“Que
alegría cuando me dijeron vamos a la Casa del Señor”. Con este hemistiquio del
Salmo 121, comienzan muchas de nuestras celebraciones eucarísticas. Así lo
cantamos al comienzo, también, de nuestra asamblea dominical. Expresa,
claramente, cómo ha de ser nuestra actitud cuando vamos a la iglesia,
especialmente, en el Domingo, Día del Señor.
Pero, realmente, ¿vamos a la iglesia
con alegría cada Domingo? Seguramente que alguna vez hayamos cantado este salmo
con poco convencimiento.
¿Por qué hemos de ir alegres a la
Casa del Señor? Porque la alegría profunda también puede ser testigo que
verifica nuestra fe. El encuentro verdadero con Dios invita a la alegría, Él
nos la da, “Paz a vosotros”, y también a la transmisión, porque algo grande,
profundo y feliz está ocurriendo.
Encontrarse con Jesús el Señor, tener experiencia de Él, nos creará una
“adición”. Necesitamos, semanalmente, acudir a su cita, porque la “Misa es una
fiesta muy alegre, la Misa es una fiesta con Jesús”.
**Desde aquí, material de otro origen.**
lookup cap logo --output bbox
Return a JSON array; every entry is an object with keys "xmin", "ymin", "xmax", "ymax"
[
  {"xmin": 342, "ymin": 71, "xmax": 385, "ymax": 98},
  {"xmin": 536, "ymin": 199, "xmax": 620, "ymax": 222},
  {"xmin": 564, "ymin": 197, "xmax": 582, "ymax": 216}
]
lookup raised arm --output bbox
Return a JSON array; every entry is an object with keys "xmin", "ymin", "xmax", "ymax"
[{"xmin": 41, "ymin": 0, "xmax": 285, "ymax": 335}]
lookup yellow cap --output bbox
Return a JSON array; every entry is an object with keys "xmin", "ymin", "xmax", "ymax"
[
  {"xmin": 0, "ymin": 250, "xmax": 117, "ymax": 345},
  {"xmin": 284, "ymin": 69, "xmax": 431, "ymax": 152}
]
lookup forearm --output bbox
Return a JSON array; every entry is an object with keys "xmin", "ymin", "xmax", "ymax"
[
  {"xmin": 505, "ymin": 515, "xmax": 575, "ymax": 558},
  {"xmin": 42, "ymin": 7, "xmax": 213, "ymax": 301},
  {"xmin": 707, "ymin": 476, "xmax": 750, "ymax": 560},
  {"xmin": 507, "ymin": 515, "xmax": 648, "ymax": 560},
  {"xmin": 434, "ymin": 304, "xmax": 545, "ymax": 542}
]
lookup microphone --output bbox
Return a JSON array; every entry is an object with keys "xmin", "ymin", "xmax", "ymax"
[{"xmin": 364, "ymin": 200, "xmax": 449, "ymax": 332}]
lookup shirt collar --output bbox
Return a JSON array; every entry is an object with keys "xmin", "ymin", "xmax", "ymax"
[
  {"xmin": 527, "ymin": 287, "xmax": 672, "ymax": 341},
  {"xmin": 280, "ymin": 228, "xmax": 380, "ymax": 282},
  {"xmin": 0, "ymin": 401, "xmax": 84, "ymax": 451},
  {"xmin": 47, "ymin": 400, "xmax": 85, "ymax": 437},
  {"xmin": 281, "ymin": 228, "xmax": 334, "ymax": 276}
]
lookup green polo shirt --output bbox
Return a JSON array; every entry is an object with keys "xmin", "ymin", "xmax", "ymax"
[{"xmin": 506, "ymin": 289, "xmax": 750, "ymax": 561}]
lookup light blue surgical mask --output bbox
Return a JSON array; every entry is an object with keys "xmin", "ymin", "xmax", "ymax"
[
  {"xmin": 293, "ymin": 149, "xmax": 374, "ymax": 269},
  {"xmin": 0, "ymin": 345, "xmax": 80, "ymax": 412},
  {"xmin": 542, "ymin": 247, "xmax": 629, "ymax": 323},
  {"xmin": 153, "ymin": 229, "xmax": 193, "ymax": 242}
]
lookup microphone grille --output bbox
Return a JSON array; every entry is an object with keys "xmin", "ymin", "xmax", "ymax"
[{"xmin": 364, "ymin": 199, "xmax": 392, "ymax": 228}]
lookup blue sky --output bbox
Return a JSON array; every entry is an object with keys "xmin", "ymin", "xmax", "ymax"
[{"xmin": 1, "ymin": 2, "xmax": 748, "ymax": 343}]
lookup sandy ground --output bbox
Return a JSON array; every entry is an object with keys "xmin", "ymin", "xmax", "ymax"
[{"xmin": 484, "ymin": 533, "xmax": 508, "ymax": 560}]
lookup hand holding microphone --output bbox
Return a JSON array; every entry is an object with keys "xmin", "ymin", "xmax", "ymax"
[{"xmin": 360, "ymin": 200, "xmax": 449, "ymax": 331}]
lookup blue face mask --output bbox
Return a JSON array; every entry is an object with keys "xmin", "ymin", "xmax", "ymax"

Sin embargo, necesitamos suscitar en nosotros un depósito que conserve la
fe durante toda la semana: la oración personal, la meditación del Evangelio de
cada día, etc. Si viviéramos nuestra fe desde la alegría que Dios nos da, no
tendríamos más remedio que contagiar esa misma alegría, construiríamos
proyectos juntos como comunidad.
Por eso, cuando nos preguntamos, dónde están los niños después de la
Primera Comunión o dónde están los jóvenes, deberíamos –más bien- preguntarnos:
¿qué hacemos nosotros porque estén? La Iglesia precisa, urgentemente,
cristianos adheridos al corazón de Cristo y que sean en sus contextos testigos
de su Corazón. Cristianos que estén deseando que llegue el Domingo para
celebrar la Eucaristía, para encontrarse como comunidad; y que sean conscientes
de lo que Dios les regala cada Domingo.